AUC Launches New Master’s in Educational Leadership
October 16, 2014, Cairo – In response to the increasing demand for educational leaders who can serve as pioneers of change across Egypt and the region, The Graduate School of Education at the American University in Cairo (AUC) has introduced the new Master of Arts in educational leadership for the Fall 2014 semester. Educational leadership had previously been a concentration within the MA in international and comparative education. “There is a specific set of knowledge and skills that are necessary for the leaders of any institution, from higher education to nursery school, to function,” explained Russanne Hozayin, professor of practice and chair of the Department of Comparative and International Education in the Graduate School of Education. “This includes administrative, financial and instructional functions, supervising students and teachers, and assessment of the school, which means evaluating whether it is doing its job in terms of student learning in the macro sense, as well as for each student at the individual level.”
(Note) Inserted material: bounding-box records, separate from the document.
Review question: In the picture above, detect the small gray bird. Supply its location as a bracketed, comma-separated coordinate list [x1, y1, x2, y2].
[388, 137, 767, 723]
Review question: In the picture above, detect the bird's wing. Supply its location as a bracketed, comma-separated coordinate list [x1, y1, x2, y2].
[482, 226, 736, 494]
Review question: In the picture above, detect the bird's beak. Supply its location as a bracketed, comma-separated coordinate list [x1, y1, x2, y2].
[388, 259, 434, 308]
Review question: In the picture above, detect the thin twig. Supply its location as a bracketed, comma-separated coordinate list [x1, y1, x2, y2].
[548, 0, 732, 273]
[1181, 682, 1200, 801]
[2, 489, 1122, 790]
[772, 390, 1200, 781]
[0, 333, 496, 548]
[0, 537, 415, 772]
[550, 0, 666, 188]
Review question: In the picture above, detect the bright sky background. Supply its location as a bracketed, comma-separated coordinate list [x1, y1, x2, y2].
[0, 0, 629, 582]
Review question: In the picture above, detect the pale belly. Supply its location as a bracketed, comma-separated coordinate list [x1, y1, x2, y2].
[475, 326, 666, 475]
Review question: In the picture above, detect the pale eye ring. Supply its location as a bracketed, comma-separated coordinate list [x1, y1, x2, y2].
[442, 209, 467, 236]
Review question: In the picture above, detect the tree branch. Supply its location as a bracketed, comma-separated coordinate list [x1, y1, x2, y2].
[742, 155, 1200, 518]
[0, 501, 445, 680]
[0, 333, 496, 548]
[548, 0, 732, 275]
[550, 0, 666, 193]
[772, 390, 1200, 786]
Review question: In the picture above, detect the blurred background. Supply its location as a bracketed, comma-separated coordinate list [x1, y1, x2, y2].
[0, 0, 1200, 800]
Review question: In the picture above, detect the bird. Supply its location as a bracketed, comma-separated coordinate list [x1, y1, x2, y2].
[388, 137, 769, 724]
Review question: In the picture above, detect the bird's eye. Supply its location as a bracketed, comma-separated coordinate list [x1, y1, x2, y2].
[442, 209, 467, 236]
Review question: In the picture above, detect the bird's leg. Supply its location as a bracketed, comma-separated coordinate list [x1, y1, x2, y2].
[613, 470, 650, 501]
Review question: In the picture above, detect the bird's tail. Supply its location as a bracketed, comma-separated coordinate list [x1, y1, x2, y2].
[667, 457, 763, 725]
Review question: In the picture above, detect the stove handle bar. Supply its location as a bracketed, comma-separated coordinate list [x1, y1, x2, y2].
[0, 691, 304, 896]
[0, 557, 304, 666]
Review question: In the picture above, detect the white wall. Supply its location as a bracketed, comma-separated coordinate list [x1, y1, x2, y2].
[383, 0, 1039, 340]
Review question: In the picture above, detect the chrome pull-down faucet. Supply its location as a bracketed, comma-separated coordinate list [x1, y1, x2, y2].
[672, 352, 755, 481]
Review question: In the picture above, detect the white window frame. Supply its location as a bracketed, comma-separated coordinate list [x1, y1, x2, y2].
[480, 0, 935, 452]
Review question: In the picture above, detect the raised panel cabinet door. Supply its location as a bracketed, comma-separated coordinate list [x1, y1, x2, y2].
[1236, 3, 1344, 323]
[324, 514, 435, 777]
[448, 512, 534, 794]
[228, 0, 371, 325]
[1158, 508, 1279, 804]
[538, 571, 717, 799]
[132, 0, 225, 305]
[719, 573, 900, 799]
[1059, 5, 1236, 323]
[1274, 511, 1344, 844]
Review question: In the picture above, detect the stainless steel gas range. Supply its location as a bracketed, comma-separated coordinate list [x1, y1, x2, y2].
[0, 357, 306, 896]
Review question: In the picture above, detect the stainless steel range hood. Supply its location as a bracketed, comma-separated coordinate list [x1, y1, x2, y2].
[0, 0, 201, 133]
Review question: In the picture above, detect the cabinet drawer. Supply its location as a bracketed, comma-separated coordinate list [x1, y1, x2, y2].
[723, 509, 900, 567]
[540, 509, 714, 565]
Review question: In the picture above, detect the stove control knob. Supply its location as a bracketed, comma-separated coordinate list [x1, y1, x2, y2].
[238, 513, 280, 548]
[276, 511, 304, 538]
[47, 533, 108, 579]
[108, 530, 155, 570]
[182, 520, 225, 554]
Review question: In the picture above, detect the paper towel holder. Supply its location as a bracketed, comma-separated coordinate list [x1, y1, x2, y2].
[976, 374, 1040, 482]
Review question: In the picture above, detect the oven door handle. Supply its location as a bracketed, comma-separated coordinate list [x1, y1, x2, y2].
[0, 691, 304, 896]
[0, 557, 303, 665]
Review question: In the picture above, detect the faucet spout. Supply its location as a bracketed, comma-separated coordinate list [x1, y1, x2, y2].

This MA program is intended to promote strong educational practices by equipping leaders with skills, knowledge and dispositions held by the most transformational educational leaders across the globe. “Educational leadership is a huge focus internationally,” Hozayin noted. “In Egypt, until very recently and in actual fact, until we started our diploma in educational leadership in 2007 as a kind of prototype, there was no educational leadership offered as a graduate degree in Egypt except those that were business-oriented. So the first designs were from business schools with a focus on education, but we now know that educational leadership is a field in its own right.”
Graduates of the MA in educational leadership will understand and be able to apply principles of instructional leadership, school or university governance, general leadership skills, organizational theory, program evaluation and more. “This program is suitable for current or aspiring principals and administrators in schools or universities, as well as for people who plan to pursue PhDs and become professors,” Hozayin remarked. “Professors need to know about how to teach and understand how people learn. University professors are professional educators, so they have to know learning theory. Psychologists and others have made amazing discoveries over the last 40 or 50 years about how people learn and how the brain works, and professors need to know these things. They also need to be aware of new pedagogies and the influences of technology on educational theory and practice.”
The program will provide theory, evidence and practical applications in the work of educational leaders at all levels and all types of educational institutions. Its concentrations provide specific applications for K-12 school leadership and for higher education, as well as courses teaching professional skills that may be used in any work setting.
“The MA in educational leadership is practical and skills-based, but with a very solid foundation in research,” Hozayin affirmed. “Participants in the educational leadership program will still have a background in international and comparative education, which is one of the most important focuses in modern education. Everyone who is an educator, whether they are teaching kindergarten or postgraduate or even running a university, has to keep looking ahead because now what we call ‘education’ is undergoing great changes. We can’t think that what we did in the past is going to work now and especially not in the future, but we can’t throw away the past, either, so it is a really challenging time for educators.”
Since 2010, the Graduate School of Education has offered a Master of Arts in international and comparative education, which seeks to develop in students the analytical skills for understanding how education impacts society and how society impacts education, as well as the social, political and economic elements of education.